AFFINE: last row is 0,0,?,1
NO_SKEW: a00*a01+a10*a11 ~= 0
NO_SCALE: a00^2+a01^2 ~= 1 && a10^2+a11^2 ~= 1
ORTHO: a00==a11==0 or a01==a10==0
NO_ROTATE: a01==a10==0
NOT_DEGENERATE: a00*a11-a10*a01 != 0
NO_MIRROR: a00,a01,a10,a11 are all >= 0
INT_SCALE: a00,a01,a10,a11 are all integers
INT_TRANSLATE: a03 and a13 are integers
IDENTITY: identity matrix

You must have missed our code, we already have some flags:
http://cgit.freedesktop.org/wayland/weston/tree/shared/matrix.h#n30

That looks like a good start, though I would agree that the flags need to change. You need a set with each bit as independent as possible, which is what I was trying to come up with in the above list. Tests for optimization probably require looking at more than one flag, for instance 1:1 pixel mappings are require AFFINE, NO_SKEW, NO_SCALE, ORTHO, and INT_TRANSLATE all turned on.

I suspect there are a lot of errors in the above list, too...

We could be using the flags to optimize matrix ops, but we don't so
far. No-one has seen the need to optimize our matrix ops. I suspect
very few people if any have even profiled Weston.

You are probably right, it is not to optimize the math.

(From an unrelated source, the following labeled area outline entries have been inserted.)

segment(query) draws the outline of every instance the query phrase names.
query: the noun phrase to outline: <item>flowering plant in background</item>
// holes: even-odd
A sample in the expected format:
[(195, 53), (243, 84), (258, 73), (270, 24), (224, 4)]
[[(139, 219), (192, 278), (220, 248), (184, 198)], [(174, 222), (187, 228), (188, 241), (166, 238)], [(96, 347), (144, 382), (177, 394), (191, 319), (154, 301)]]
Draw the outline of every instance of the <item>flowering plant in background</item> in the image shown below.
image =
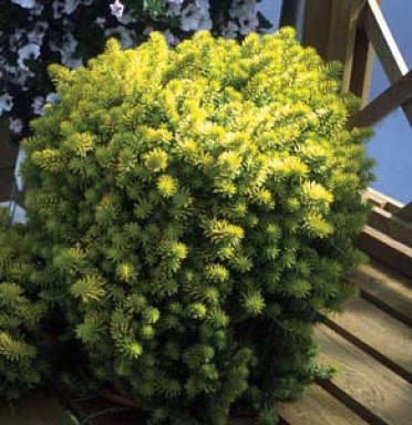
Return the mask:
[(270, 27), (261, 0), (6, 0), (0, 15), (0, 116), (19, 137), (27, 123), (58, 100), (47, 69), (76, 69), (102, 52), (106, 39), (137, 45), (156, 30), (171, 45), (195, 31), (243, 38)]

What I was trying to optimize was figuring out a new set of flags from the result of multiplying two matrices, rather than running the analysis on the result.

The most useful thing to speed this up is to use 32-bit floats, store in column-major order (ie the same order OpenGL uses), and get it to use the vector built-ins in gcc if possible. I'm pretty certain that will result in the fastest multiply and it will be faster than the if statements necessary to check the flags.